All files included in this datasets are released under CC0: https://creativecommons.org/publicdomain/zero/1.0/
Previous versions of this dataset ("Scholarly citations in Wikipedia") were limited to the English language edition. The current version includes one dataset for each of the 298 languages editions that Wikipedia supports as of March 2018. Projects are identified by their ISO 639-1/639-2 language code, per https://meta.wikimedia.org/wiki/List_of_Wikipedias.
• PubMed IDs (pmid) and PubMedCentral IDs (pmcid).
• Digital Object Identifiers (doi)
• International Standard Book Number (isbn)
• ArXiv Ids (arxiv)
Each row in the dataset represents a citation as a (Wikipedia article, cited source) pair. Metadata about when the citation was first added is included.

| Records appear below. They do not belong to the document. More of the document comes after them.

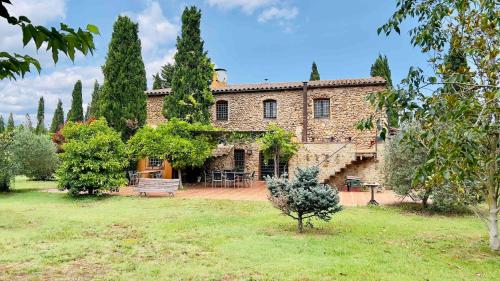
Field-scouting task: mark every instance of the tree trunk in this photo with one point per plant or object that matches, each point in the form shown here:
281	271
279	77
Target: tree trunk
179	171
493	220
300	225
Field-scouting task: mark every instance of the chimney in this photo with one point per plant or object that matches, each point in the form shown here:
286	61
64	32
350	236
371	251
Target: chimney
220	78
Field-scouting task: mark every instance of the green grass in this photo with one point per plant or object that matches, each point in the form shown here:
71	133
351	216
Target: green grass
47	236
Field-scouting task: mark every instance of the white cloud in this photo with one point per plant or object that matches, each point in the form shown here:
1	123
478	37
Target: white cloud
21	96
280	11
248	6
281	14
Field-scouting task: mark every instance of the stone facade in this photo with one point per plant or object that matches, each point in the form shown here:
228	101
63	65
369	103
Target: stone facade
324	136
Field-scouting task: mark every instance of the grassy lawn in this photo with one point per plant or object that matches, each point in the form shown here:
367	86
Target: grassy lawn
48	236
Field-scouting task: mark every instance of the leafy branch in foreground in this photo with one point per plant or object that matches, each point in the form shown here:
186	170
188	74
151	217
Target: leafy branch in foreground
65	39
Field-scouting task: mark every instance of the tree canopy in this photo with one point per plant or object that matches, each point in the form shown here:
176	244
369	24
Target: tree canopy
458	107
304	197
191	97
65	39
40	117
122	100
381	68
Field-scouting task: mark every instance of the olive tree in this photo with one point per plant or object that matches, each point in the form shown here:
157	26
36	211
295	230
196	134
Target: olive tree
34	155
93	158
181	143
459	106
303	197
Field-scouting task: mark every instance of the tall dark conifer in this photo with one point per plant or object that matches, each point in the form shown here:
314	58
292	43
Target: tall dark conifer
191	96
75	113
93	108
314	73
58	119
40	117
10	123
381	68
28	124
2	125
167	72
122	99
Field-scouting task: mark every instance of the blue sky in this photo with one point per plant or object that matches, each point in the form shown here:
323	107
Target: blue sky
253	39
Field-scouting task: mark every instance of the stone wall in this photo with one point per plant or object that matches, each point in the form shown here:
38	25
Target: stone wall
246	111
324	136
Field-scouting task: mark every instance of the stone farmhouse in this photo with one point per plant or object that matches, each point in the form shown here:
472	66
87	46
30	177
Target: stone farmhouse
322	115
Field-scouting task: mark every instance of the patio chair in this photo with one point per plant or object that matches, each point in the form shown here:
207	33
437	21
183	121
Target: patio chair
229	177
217	178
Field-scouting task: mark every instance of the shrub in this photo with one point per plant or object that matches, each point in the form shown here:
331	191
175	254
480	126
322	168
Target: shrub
6	167
304	197
402	161
93	158
34	155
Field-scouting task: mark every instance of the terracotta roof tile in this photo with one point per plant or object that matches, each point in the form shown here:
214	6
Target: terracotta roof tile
239	88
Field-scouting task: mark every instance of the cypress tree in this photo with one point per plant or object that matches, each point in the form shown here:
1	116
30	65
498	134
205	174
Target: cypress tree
75	113
191	96
314	73
10	123
40	117
58	119
93	108
167	71
27	123
2	125
122	99
381	68
157	83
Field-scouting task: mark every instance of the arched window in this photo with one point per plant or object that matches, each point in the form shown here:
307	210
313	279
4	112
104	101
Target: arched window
270	109
221	110
322	108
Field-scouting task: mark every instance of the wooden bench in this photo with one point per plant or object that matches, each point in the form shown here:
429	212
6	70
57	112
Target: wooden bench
146	186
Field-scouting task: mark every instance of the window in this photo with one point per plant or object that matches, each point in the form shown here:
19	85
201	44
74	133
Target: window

• page_id -- The identifier of the Wikipedia article (int), e.g. 1325125
• page_title -- The title of the Wikipedia article (utf-8), e.g. Club cell
• rev_id -- The Wikipedia revision where the citation was first added (int), e.g. 282470030
• timestamp -- The timestamp of the revision where the citation was first added. (ISO 8601 datetime), e.g. 2009-04-08T01:52:20Z
• type -- The type of identifier, e.g. pmid
• id -- The id of the cited source (utf-8), e.g. 18179694
https://github.com/halfak/Extract-scholarly-article-citations-from-Wikipedia (MIT Licensed)
A copy of this dataset is also available at https://analytics.wikimedia.org/datasets/archive/public-datasets/all/mwrefs/
Citation identifers are extracted as-is from Wikipedia article content. Our spot-checking suggests that 98% of identifiers resolve.